Thailands Steuerrealität erfordert keine Hysterie. Es erfordert Disziplin, Verständnis für den Aufenthaltsstatus und einen normalen Dokumentenfluss.
Steuern werden in Thailand gerne in zwei Genres diskutiert. Erstens: „Hier gibt es fast nichts, man kann sich entspannen.“ Zweitens: „Seit 2024 ist alles verschwunden.“ Beide Genres sind emotional, haben aber ein spannungsgeladenes Verhältnis zur Praxis. Tatsächlich erfordert die thailändische Steuerrealität weder Panik noch Selbstüberschätzung, sondern normale Disziplin.

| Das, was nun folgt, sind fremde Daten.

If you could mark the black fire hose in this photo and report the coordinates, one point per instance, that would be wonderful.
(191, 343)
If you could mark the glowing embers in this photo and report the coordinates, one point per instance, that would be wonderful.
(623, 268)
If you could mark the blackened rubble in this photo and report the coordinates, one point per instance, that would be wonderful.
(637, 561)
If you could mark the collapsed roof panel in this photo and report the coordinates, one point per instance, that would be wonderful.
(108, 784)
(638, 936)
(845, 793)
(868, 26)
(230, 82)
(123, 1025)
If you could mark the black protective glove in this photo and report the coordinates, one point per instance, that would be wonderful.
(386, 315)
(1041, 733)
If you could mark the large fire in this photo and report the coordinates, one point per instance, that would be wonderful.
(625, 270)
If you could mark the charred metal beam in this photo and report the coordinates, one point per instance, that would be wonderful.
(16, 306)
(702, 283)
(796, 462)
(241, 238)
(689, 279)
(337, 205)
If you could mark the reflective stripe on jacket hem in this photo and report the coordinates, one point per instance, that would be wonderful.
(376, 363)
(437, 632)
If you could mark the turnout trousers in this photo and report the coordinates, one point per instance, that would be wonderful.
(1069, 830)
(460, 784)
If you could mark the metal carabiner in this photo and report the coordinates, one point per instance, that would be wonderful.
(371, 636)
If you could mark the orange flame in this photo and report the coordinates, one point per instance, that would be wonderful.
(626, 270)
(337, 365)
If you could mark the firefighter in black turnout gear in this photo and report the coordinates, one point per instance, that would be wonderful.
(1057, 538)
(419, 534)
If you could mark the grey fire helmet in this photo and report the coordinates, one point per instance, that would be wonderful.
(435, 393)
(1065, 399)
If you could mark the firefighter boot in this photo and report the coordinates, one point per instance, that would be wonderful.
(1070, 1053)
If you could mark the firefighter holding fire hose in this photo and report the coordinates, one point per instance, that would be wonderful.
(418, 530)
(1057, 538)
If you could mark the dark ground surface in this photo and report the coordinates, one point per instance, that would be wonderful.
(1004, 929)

Der grundsätzliche Ausgangspunkt ist einfach: Wenn sich eine Person insgesamt mehr als 180 Tage im Kalenderjahr in Thailand aufhält, gilt sie für Zwecke der Einkommensteuer als steueransässiger Mensch. Und dann beginnt die Hauptsache. Einkünfte aus dem Ausland eines solchen Einwohners können in die thailändische Steuerbemessungsgrundlage einbezogen werden, wenn sie nach Thailand überwiesen werden.
Aus der juristischen Sprache in die menschliche Sprache übersetzt lautet die Logik: „Ich habe im Ausland Geld verdient, also kümmert sich Thailand nicht um mich“ ist keine universelle Ausrede mehr. Entscheidend ist der Aufenthaltsstatus, die Art des Einkommens, das Jahr des Einkommens, die Tatsache des Geldtransfers nach Thailand und das Vorhandensein oder Nichtvorhandensein eines Doppelbesteuerungsabkommens.

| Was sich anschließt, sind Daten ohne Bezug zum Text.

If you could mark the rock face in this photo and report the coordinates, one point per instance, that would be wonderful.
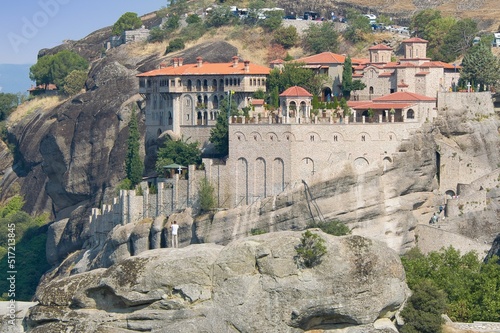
(251, 285)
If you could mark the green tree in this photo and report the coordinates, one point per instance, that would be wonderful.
(310, 250)
(206, 195)
(421, 20)
(254, 12)
(8, 102)
(55, 68)
(358, 27)
(175, 45)
(459, 39)
(480, 66)
(286, 36)
(219, 135)
(422, 314)
(436, 32)
(219, 16)
(74, 82)
(273, 20)
(292, 74)
(321, 38)
(128, 21)
(348, 84)
(179, 7)
(173, 23)
(275, 97)
(193, 19)
(347, 78)
(157, 34)
(133, 163)
(180, 152)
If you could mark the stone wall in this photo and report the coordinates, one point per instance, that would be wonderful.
(266, 159)
(173, 194)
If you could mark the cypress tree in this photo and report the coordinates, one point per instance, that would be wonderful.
(133, 163)
(347, 78)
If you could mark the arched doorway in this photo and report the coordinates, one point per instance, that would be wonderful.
(327, 95)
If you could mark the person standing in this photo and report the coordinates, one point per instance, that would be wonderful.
(175, 227)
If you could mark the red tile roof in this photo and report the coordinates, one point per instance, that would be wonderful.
(439, 64)
(379, 106)
(380, 47)
(403, 96)
(295, 91)
(415, 40)
(49, 86)
(209, 69)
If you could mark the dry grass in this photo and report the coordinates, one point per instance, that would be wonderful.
(146, 49)
(450, 329)
(38, 103)
(487, 11)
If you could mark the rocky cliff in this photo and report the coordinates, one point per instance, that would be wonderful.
(253, 284)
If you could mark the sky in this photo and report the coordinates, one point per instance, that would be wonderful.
(26, 26)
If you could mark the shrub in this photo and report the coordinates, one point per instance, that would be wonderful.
(286, 36)
(74, 82)
(310, 250)
(175, 45)
(128, 21)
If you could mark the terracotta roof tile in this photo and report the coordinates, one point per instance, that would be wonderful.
(381, 106)
(380, 47)
(277, 61)
(323, 58)
(295, 91)
(403, 96)
(208, 69)
(415, 40)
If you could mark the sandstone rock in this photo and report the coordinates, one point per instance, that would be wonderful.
(54, 233)
(251, 285)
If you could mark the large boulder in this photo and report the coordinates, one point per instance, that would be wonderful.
(255, 284)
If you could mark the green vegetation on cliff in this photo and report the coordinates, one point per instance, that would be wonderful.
(472, 288)
(26, 255)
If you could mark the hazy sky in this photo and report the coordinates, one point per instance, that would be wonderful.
(26, 26)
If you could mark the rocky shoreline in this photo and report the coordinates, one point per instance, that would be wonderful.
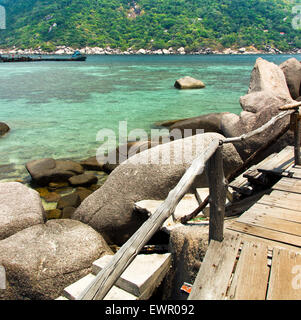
(43, 251)
(65, 50)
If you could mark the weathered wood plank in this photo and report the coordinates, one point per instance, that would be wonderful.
(215, 272)
(280, 199)
(250, 283)
(295, 124)
(285, 276)
(268, 222)
(266, 233)
(280, 213)
(280, 162)
(144, 272)
(73, 291)
(271, 244)
(261, 129)
(217, 190)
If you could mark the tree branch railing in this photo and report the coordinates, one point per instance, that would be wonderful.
(212, 161)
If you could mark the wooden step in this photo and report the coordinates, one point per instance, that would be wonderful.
(73, 291)
(142, 276)
(214, 275)
(279, 164)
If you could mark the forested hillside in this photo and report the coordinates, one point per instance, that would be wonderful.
(149, 24)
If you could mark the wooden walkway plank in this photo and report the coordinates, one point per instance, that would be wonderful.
(270, 211)
(215, 272)
(280, 162)
(289, 185)
(266, 233)
(285, 279)
(252, 273)
(282, 199)
(271, 244)
(144, 273)
(268, 222)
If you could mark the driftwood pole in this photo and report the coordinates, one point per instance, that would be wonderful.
(296, 128)
(106, 278)
(217, 189)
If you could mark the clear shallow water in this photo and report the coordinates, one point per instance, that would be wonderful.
(55, 109)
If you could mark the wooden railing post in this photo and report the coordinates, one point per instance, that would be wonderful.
(217, 189)
(295, 123)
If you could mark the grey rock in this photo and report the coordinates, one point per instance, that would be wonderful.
(189, 83)
(42, 260)
(109, 210)
(20, 208)
(267, 92)
(268, 88)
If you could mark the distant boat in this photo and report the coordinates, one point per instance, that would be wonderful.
(77, 56)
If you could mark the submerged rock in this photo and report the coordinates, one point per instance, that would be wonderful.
(20, 208)
(209, 123)
(85, 179)
(189, 83)
(45, 171)
(42, 260)
(109, 210)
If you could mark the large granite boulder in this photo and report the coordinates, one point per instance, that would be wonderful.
(44, 171)
(42, 260)
(4, 128)
(20, 208)
(150, 174)
(123, 152)
(189, 83)
(267, 92)
(292, 71)
(209, 123)
(268, 88)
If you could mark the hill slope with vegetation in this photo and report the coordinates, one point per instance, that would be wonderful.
(149, 24)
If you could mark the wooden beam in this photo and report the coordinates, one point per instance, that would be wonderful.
(217, 189)
(295, 123)
(249, 135)
(291, 106)
(106, 278)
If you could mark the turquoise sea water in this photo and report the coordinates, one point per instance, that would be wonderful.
(55, 109)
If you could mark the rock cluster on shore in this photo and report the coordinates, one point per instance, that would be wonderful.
(42, 257)
(64, 184)
(65, 50)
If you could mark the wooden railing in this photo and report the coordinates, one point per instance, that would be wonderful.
(212, 159)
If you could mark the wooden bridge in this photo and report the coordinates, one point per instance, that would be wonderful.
(259, 255)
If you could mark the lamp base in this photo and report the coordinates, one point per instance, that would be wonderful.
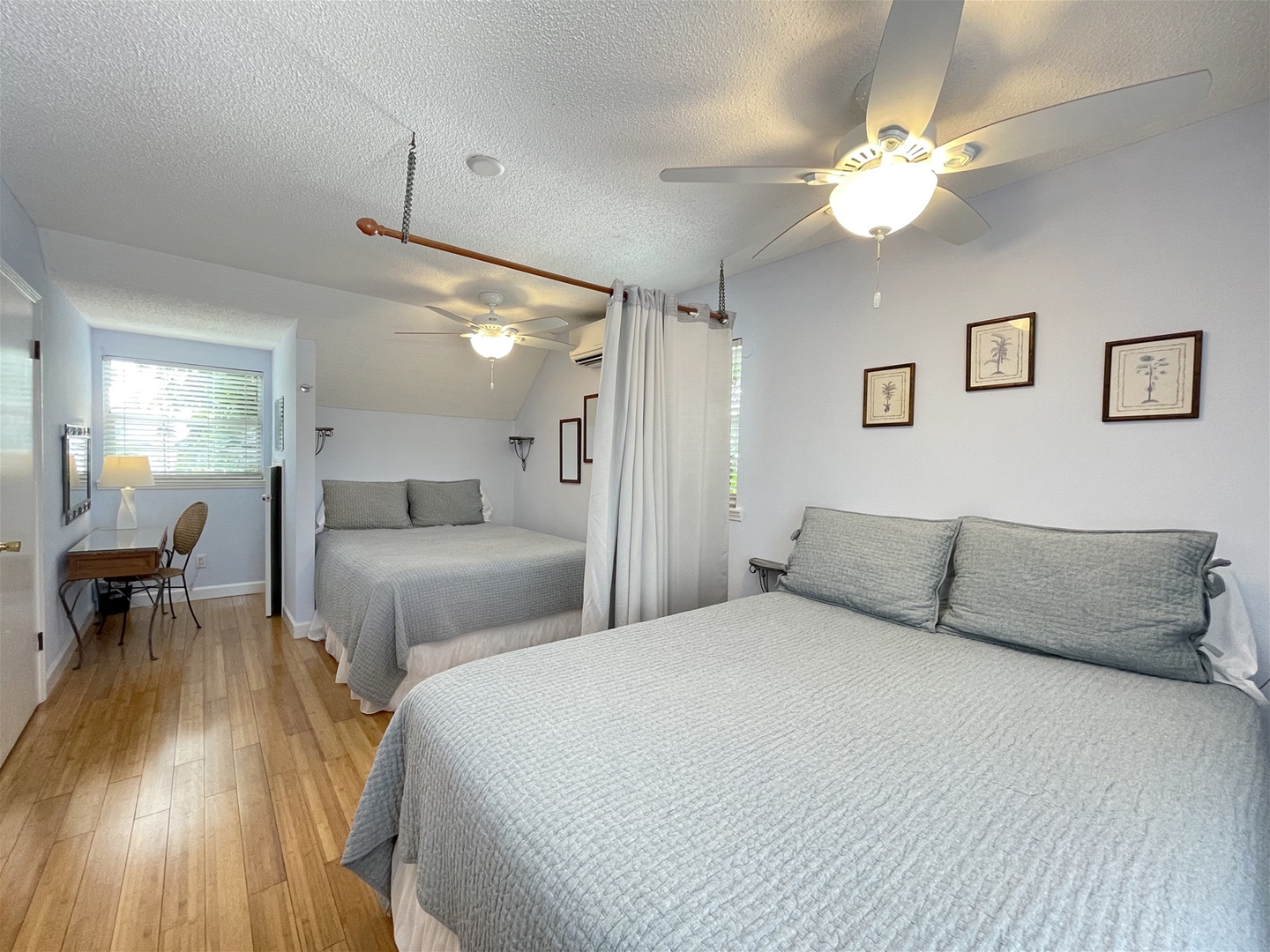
(127, 518)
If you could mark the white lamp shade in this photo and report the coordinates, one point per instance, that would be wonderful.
(888, 196)
(121, 471)
(493, 346)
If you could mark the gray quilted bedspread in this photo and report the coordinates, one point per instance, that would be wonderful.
(779, 773)
(384, 591)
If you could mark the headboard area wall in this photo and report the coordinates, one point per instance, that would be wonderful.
(1124, 245)
(372, 444)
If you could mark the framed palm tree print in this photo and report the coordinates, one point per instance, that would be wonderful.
(1152, 378)
(1001, 353)
(889, 395)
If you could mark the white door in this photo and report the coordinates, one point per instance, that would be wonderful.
(18, 406)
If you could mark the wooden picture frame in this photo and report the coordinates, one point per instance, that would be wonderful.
(889, 395)
(1152, 378)
(1001, 353)
(589, 404)
(571, 450)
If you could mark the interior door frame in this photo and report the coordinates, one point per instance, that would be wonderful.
(37, 413)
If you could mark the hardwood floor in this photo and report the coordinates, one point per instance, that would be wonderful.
(198, 801)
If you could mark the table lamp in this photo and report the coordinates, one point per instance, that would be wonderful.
(124, 473)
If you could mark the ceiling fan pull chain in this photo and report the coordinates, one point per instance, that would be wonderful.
(409, 192)
(723, 302)
(879, 233)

Die gute Nachricht ist, dass Thailand nicht versucht, eine Person für den Sport doppelt zu belasten. Das Finanzministerium weist direkt auf die Möglichkeit einer ausländischen Steuergutschrift hin, wenn zwischen Thailand und dem Land der Einkommensquelle ein DBA in Kraft ist. Aber die bloße Tatsache des Bestehens einer Vereinbarung löst das Problem nicht automatisch. Sie müssen die Einkommenskategorie verstehen und Dokumente aufbewahren.
Die Einkommensteuersätze in Thailand sind progressiv und betragen bis zu 35 %. Aber im wirklichen Leben kommt es für einen Immobilieneigentümer in Phuket nicht auf die Top-Zahl an sich an, sondern auf die Struktur: Wo genau das Einkommen anfällt, auf wen das Vermögen registriert ist, wie es verwendet wird, wer tatsächlich den Mietfluss erhält und wo die Person das Steuerjahr verbringt.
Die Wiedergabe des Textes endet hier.